I have a small C program which behaved the same way as above but in my
efforts to solve the problem I replaced the /compat/linux tree with libs,
binaries, and includes obtained directly from a linux machine running
Debian Linux 1.2.7. This small C program now cross compiles to what file
says is a dynamically linked ELF and runs correctly. When I add the
-static flag to the cross compile I then get a statically linked binary
(which I had to `brandelf -t Linux` to run) and this binary seg faults and
dumps core. The large C program above would still only produce a
statically linked binary (according to file) even after my replacement for
the /compat/linux tree was installed.
When I compile both the large and small C programs either dynamically or
statically on a real Linux machine, they run just fine under FreeBSD.

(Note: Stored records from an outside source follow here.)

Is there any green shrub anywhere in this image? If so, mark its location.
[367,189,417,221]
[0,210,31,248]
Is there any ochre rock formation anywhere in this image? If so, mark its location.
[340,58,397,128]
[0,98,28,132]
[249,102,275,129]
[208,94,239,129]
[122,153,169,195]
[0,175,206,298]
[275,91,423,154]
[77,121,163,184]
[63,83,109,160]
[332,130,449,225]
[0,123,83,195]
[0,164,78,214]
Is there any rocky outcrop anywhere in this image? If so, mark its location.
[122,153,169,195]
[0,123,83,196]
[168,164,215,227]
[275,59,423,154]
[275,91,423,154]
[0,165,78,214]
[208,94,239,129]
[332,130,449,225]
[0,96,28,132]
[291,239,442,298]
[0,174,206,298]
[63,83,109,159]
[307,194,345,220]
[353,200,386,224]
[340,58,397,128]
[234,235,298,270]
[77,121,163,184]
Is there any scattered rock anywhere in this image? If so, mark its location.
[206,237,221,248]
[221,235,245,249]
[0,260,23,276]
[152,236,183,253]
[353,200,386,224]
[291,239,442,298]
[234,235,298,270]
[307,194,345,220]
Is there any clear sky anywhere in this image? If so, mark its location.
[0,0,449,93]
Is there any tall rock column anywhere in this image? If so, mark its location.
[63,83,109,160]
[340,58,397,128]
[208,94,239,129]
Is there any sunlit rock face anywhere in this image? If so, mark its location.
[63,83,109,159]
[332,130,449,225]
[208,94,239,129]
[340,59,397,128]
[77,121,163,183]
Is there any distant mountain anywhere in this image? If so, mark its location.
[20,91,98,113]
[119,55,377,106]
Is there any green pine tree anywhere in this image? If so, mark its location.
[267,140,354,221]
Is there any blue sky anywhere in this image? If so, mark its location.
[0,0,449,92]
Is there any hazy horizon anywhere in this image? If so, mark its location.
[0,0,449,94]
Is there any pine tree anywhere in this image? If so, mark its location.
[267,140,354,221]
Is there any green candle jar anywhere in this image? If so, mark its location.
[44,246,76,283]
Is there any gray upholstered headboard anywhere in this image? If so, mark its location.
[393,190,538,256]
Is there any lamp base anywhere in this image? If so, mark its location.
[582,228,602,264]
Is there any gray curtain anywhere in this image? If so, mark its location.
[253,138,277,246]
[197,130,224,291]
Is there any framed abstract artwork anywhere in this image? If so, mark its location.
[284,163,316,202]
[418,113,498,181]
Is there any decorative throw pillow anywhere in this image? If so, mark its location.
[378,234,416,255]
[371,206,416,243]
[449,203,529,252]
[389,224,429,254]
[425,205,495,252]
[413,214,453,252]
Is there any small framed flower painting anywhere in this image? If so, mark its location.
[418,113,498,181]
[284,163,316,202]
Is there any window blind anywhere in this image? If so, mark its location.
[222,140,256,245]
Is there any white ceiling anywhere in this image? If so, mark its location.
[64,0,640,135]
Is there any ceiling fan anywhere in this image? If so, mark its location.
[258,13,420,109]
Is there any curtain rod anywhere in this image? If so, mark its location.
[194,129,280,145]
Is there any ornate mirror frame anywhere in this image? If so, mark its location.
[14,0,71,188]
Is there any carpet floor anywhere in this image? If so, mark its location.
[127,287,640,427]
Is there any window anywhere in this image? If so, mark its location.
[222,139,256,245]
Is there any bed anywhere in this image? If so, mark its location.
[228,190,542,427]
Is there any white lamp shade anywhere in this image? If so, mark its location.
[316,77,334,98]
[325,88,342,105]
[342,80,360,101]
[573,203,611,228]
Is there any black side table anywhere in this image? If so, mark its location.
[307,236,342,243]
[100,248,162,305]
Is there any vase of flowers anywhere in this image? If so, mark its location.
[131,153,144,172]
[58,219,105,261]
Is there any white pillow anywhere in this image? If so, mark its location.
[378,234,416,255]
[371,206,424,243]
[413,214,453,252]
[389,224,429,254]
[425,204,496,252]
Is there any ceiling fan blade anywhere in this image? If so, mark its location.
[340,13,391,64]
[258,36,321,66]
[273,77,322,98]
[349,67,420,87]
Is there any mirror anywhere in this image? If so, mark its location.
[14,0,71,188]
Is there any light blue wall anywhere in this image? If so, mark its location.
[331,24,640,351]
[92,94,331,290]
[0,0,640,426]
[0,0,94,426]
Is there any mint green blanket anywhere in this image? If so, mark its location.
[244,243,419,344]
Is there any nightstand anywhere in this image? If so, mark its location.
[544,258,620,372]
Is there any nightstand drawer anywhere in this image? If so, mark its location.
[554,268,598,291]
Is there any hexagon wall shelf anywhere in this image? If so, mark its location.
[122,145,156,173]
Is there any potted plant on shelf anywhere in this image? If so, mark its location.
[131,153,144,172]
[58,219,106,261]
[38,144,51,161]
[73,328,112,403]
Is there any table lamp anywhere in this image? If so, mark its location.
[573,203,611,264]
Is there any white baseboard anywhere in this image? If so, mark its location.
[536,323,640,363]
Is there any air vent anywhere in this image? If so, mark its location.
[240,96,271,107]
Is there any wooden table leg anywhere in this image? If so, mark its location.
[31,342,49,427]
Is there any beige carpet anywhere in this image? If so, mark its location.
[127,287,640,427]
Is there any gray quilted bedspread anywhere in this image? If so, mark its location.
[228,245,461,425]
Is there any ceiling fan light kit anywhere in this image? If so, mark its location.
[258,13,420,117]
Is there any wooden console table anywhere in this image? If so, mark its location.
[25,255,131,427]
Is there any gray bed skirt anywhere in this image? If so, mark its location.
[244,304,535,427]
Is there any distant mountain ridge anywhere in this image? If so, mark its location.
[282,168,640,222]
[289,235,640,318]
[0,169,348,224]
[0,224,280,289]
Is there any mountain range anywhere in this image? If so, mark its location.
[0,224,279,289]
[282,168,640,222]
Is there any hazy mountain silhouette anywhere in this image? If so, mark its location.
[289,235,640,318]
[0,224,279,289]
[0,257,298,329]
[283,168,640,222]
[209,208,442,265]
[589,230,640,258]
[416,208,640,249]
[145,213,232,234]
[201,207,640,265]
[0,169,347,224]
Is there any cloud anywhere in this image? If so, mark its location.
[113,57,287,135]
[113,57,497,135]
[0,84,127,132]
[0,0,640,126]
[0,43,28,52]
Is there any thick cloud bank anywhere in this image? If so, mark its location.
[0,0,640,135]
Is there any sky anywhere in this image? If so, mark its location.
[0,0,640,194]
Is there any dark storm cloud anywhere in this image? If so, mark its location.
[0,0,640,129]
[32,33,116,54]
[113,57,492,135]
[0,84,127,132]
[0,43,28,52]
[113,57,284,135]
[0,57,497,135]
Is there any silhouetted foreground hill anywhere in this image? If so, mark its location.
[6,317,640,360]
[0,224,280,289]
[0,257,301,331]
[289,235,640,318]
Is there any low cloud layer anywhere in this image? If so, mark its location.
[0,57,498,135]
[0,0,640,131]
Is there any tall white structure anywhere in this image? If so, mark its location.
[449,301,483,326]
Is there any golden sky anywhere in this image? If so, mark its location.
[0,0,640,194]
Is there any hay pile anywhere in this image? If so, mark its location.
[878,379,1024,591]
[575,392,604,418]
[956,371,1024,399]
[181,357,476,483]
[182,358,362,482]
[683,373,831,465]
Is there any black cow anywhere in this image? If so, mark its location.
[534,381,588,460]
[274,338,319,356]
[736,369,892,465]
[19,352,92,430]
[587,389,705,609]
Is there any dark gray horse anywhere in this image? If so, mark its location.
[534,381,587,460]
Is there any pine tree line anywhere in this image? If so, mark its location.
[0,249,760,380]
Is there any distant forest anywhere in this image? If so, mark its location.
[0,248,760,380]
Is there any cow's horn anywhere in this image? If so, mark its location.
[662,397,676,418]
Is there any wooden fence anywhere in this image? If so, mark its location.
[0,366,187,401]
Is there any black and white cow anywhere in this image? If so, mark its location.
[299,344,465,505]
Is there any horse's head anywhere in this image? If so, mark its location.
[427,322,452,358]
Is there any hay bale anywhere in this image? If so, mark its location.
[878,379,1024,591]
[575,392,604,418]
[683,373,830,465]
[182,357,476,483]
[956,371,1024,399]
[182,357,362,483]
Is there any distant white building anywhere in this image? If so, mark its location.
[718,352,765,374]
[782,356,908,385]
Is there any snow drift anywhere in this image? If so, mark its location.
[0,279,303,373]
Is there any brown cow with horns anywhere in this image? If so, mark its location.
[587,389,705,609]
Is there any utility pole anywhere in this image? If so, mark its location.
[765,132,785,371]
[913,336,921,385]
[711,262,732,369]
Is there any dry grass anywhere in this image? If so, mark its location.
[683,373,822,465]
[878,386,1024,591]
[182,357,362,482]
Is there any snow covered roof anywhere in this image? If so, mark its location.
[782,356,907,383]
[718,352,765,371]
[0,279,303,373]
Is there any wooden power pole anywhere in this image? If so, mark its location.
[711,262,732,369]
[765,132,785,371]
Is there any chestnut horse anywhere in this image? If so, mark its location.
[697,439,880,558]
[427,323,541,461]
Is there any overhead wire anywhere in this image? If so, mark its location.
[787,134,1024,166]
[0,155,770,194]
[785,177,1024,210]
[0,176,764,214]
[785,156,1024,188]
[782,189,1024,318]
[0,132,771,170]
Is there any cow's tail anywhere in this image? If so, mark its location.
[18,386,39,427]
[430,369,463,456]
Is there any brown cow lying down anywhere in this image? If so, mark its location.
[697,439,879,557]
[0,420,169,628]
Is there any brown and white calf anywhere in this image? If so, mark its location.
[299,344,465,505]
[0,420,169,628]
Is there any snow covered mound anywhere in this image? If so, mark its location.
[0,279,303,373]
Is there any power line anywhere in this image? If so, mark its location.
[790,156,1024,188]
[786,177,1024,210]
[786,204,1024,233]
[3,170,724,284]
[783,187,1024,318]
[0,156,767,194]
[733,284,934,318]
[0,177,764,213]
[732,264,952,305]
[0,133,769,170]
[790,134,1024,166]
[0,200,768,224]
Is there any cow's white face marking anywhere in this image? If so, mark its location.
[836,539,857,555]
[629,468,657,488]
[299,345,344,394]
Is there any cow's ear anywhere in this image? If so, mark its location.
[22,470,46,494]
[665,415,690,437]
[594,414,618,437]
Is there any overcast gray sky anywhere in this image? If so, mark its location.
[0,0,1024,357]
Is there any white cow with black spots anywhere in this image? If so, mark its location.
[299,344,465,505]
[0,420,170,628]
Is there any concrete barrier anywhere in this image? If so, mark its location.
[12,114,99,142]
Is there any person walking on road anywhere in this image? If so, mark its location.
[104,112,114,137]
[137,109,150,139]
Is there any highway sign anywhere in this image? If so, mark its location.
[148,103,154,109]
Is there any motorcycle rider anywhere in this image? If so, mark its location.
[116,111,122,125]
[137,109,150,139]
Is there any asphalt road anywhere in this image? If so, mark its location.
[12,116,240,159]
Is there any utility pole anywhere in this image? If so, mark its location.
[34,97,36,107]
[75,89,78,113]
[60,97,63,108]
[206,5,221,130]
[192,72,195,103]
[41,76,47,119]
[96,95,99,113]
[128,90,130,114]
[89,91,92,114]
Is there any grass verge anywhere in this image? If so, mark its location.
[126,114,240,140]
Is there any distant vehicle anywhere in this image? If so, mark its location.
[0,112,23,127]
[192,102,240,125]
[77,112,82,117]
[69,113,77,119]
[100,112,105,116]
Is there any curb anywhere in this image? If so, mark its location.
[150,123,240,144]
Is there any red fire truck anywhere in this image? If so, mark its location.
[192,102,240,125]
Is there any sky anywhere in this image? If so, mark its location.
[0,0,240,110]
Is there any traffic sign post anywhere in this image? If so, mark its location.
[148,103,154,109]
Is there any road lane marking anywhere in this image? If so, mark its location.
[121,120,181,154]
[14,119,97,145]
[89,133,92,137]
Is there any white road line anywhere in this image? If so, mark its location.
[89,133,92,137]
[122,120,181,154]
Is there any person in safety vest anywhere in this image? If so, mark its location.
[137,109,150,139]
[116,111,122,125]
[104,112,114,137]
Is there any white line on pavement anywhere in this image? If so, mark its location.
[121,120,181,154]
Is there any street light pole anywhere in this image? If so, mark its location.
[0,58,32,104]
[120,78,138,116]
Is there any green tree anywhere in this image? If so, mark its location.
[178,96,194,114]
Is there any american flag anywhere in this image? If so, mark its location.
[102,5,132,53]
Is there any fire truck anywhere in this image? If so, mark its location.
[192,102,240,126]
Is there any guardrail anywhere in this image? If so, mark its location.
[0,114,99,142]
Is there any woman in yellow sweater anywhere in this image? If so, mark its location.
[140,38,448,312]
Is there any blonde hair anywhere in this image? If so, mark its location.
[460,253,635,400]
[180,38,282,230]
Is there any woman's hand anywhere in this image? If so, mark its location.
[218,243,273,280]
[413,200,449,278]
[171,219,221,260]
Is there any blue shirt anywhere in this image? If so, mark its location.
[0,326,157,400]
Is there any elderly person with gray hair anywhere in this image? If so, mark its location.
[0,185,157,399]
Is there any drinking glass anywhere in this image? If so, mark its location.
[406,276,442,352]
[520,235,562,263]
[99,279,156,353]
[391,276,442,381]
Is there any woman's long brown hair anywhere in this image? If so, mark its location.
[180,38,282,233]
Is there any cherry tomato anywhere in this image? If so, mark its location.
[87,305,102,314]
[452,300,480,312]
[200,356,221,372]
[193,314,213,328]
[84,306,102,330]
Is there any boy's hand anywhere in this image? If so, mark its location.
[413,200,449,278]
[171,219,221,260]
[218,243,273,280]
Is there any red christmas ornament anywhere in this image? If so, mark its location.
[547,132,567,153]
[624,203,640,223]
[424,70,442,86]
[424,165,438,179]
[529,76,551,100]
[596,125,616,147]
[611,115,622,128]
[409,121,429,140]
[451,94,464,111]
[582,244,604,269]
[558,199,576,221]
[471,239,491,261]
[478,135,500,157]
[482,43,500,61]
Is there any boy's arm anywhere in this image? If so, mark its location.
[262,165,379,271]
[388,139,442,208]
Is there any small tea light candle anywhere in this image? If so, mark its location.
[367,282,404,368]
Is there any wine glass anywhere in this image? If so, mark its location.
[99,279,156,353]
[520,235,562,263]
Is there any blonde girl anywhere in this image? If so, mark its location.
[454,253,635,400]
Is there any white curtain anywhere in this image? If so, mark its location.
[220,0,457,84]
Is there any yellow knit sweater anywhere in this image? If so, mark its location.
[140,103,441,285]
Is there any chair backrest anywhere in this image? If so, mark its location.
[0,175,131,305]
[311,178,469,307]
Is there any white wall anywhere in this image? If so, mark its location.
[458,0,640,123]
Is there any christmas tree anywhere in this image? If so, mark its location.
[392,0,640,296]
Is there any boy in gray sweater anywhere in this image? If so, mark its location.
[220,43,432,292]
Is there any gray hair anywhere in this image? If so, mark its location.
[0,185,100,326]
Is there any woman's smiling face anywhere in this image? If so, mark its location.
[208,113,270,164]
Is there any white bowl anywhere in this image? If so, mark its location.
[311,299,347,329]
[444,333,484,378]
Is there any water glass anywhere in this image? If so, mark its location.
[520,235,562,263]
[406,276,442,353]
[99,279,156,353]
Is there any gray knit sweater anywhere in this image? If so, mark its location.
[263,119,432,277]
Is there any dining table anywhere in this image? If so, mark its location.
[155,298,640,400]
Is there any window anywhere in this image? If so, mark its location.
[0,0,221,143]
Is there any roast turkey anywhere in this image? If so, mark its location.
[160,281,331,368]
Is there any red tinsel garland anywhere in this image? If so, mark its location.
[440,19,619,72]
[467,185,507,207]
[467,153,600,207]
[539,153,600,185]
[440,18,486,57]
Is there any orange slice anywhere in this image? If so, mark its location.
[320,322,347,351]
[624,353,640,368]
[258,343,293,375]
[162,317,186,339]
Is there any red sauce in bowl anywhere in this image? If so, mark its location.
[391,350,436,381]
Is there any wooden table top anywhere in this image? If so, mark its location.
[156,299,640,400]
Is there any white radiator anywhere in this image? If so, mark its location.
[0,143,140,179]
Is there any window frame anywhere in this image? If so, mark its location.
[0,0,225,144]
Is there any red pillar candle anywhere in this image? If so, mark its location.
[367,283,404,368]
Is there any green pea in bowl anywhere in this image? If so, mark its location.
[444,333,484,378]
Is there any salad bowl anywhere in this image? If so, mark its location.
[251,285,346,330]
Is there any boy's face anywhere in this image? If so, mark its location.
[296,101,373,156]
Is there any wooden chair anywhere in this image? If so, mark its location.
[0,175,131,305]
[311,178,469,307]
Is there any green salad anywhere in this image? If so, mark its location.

I would really like for this to work again. I'm not a kernel hacker but
if I can be of assistance in tracking this down I would only be too
grateful... I've used ktrace to try to look at what's going on but I
didn't find the output very illuminating -- the seg fault occurs very
quickly:
23482 ktrace RET ktrace 0
23482 ktrace CALL execve(0xefbfd247,0xefbfd16c,0xefbfd174)
23482 ktrace NAMI "./l_calc"
23482 l_calc RET execve 0
23482 l_calc PSIG SIGSEGV SIG_DFL
23482 l_calc NAMI "l_calc.core"
The ktrace of the static binary compiled on a linux machine but run under
FreeBSD looks like:
23466 ktrace RET ktrace 0
23466 ktrace CALL execve(0xefbfd247,0xefbfd16c,0xefbfd174)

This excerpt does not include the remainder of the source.